Гирлянды все еще горят, указывая нам путь к нашим палаткам. Скоро даже их выключат, и останется всего несколько огней. Завтра шоу продолжится снова, а затем и на следующий день, пока мы не двинемся дальше и не повторим тот же процесс. Однако, возможно, мы задержимся в этом районе немного дольше, потому что он находится в центре трех разных городов. Каждый вечер на шоу собираются разные люди, но постоянные посетители встречаются редко. Они приходят посмотреть шоу один раз, и соблазн этого пугает их. Для них одного раза достаточно, но мне этого никогда не будет достаточно.
— Я так и думал, что найду тебя здесь, — произносит голос позади меня.
Я не оборачиваюсь, чтобы посмотреть. Я уже знала, кто это, еще до того, как он заговорил. Даймонд ходит с определенной яркостью, которой нет у других, как будто каждый шаг — это представление.
— Ты пришел подразнить меня? — Спрашиваю я, но в словах не хватает яда, который мог бы быть в них раньше. Усталость сейчас кружит голову на краю моего сознания, и хотя я бы с удовольствием трахнула Даймонда до беспамятства, он ясно выразился. Каким бы чудовищем он себя ни считал, он не верит, что я готова справиться со всем этим в одиночку.
С чем угодно.
— Возможно, — размышляет он, прежде чем сесть рядом со мной. Мы сидим на краю деревянной сцены, используемой для различных представлений. Он хранится снаружи, когда мы им не пользуемся, и создает идеальное место для наблюдения за тем, как по всему цирку начинают гаснуть огни.
— Отлично, — говорю я, глядя на него с приподнятой бровью. — Что ж, давай посмотрим. Что у тебя есть для меня?
Его улыбка нежная, гораздо нежнее, чем я когда-либо видела. Она придает ему мальчишеский вид, который растопил бы большинство женщин. Однако мне это напоминает, что он уже давно не невинный и что, вероятно, это произошло насильственно.
— Я тебя раздражаю, — замечает он.
— Конечно, — отвечаю я, закатывая глаза. — Ты возбудил меня перед толпой, а потом оставил в одиночестве. Какая женщина не была бы немного раздражена после этого? — Я наклоняю голову. — Хотя я и не сержусь.
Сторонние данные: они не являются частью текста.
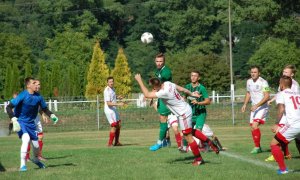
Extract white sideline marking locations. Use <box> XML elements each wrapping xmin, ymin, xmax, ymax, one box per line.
<box><xmin>220</xmin><ymin>151</ymin><xmax>278</xmax><ymax>171</ymax></box>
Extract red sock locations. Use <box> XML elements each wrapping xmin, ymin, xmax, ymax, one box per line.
<box><xmin>38</xmin><ymin>140</ymin><xmax>44</xmax><ymax>157</ymax></box>
<box><xmin>189</xmin><ymin>140</ymin><xmax>202</xmax><ymax>161</ymax></box>
<box><xmin>108</xmin><ymin>132</ymin><xmax>115</xmax><ymax>146</ymax></box>
<box><xmin>115</xmin><ymin>128</ymin><xmax>121</xmax><ymax>145</ymax></box>
<box><xmin>175</xmin><ymin>133</ymin><xmax>182</xmax><ymax>147</ymax></box>
<box><xmin>25</xmin><ymin>143</ymin><xmax>30</xmax><ymax>159</ymax></box>
<box><xmin>195</xmin><ymin>130</ymin><xmax>208</xmax><ymax>142</ymax></box>
<box><xmin>271</xmin><ymin>145</ymin><xmax>286</xmax><ymax>171</ymax></box>
<box><xmin>252</xmin><ymin>128</ymin><xmax>261</xmax><ymax>147</ymax></box>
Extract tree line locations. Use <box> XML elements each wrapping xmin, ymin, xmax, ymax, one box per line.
<box><xmin>0</xmin><ymin>0</ymin><xmax>300</xmax><ymax>98</ymax></box>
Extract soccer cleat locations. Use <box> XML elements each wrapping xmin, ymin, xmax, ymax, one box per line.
<box><xmin>277</xmin><ymin>168</ymin><xmax>289</xmax><ymax>175</ymax></box>
<box><xmin>251</xmin><ymin>147</ymin><xmax>262</xmax><ymax>154</ymax></box>
<box><xmin>284</xmin><ymin>154</ymin><xmax>292</xmax><ymax>160</ymax></box>
<box><xmin>265</xmin><ymin>155</ymin><xmax>275</xmax><ymax>162</ymax></box>
<box><xmin>32</xmin><ymin>161</ymin><xmax>46</xmax><ymax>169</ymax></box>
<box><xmin>114</xmin><ymin>142</ymin><xmax>123</xmax><ymax>146</ymax></box>
<box><xmin>149</xmin><ymin>144</ymin><xmax>162</xmax><ymax>151</ymax></box>
<box><xmin>192</xmin><ymin>158</ymin><xmax>204</xmax><ymax>166</ymax></box>
<box><xmin>20</xmin><ymin>165</ymin><xmax>27</xmax><ymax>172</ymax></box>
<box><xmin>208</xmin><ymin>140</ymin><xmax>220</xmax><ymax>154</ymax></box>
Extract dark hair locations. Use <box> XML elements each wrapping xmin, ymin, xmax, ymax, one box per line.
<box><xmin>155</xmin><ymin>53</ymin><xmax>165</xmax><ymax>61</ymax></box>
<box><xmin>191</xmin><ymin>70</ymin><xmax>201</xmax><ymax>76</ymax></box>
<box><xmin>106</xmin><ymin>76</ymin><xmax>114</xmax><ymax>82</ymax></box>
<box><xmin>280</xmin><ymin>76</ymin><xmax>293</xmax><ymax>88</ymax></box>
<box><xmin>149</xmin><ymin>78</ymin><xmax>161</xmax><ymax>87</ymax></box>
<box><xmin>24</xmin><ymin>77</ymin><xmax>34</xmax><ymax>86</ymax></box>
<box><xmin>284</xmin><ymin>64</ymin><xmax>297</xmax><ymax>75</ymax></box>
<box><xmin>250</xmin><ymin>65</ymin><xmax>260</xmax><ymax>72</ymax></box>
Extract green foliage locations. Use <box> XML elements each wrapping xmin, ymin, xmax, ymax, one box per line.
<box><xmin>85</xmin><ymin>41</ymin><xmax>109</xmax><ymax>98</ymax></box>
<box><xmin>249</xmin><ymin>39</ymin><xmax>300</xmax><ymax>87</ymax></box>
<box><xmin>167</xmin><ymin>52</ymin><xmax>230</xmax><ymax>92</ymax></box>
<box><xmin>111</xmin><ymin>48</ymin><xmax>132</xmax><ymax>96</ymax></box>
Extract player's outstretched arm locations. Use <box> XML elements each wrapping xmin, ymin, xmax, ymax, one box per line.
<box><xmin>134</xmin><ymin>74</ymin><xmax>157</xmax><ymax>98</ymax></box>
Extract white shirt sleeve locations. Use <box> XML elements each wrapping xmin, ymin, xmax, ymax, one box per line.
<box><xmin>276</xmin><ymin>91</ymin><xmax>284</xmax><ymax>104</ymax></box>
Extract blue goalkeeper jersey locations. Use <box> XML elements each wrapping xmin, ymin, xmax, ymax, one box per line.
<box><xmin>10</xmin><ymin>90</ymin><xmax>47</xmax><ymax>123</ymax></box>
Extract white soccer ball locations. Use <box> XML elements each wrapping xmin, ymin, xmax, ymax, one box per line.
<box><xmin>141</xmin><ymin>32</ymin><xmax>153</xmax><ymax>44</ymax></box>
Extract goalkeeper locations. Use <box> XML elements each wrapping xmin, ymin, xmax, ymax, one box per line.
<box><xmin>6</xmin><ymin>77</ymin><xmax>58</xmax><ymax>171</ymax></box>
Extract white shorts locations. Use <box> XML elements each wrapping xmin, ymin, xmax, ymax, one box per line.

В первую очередь ты несешь ответственность перед цирком.
— Ты часть этой ответственности, — замечает он, прежде чем взять меня за руку. — Я не могу оставить тебя в нужде.
— Я в порядке. — Я фыркаю, скрещивая руки на груди. — Не беспокойся об этом.
Его мрачный смешок должен быть угрожающим, но вместо этого он проникает прямо в мое сердце, и это напоминает мне, как сильно я хочу его.
Он молчит несколько мгновений, словно чего-то ждет, и когда среди палаток гаснет еще один огонек, его пальцы гладят мою ладонь.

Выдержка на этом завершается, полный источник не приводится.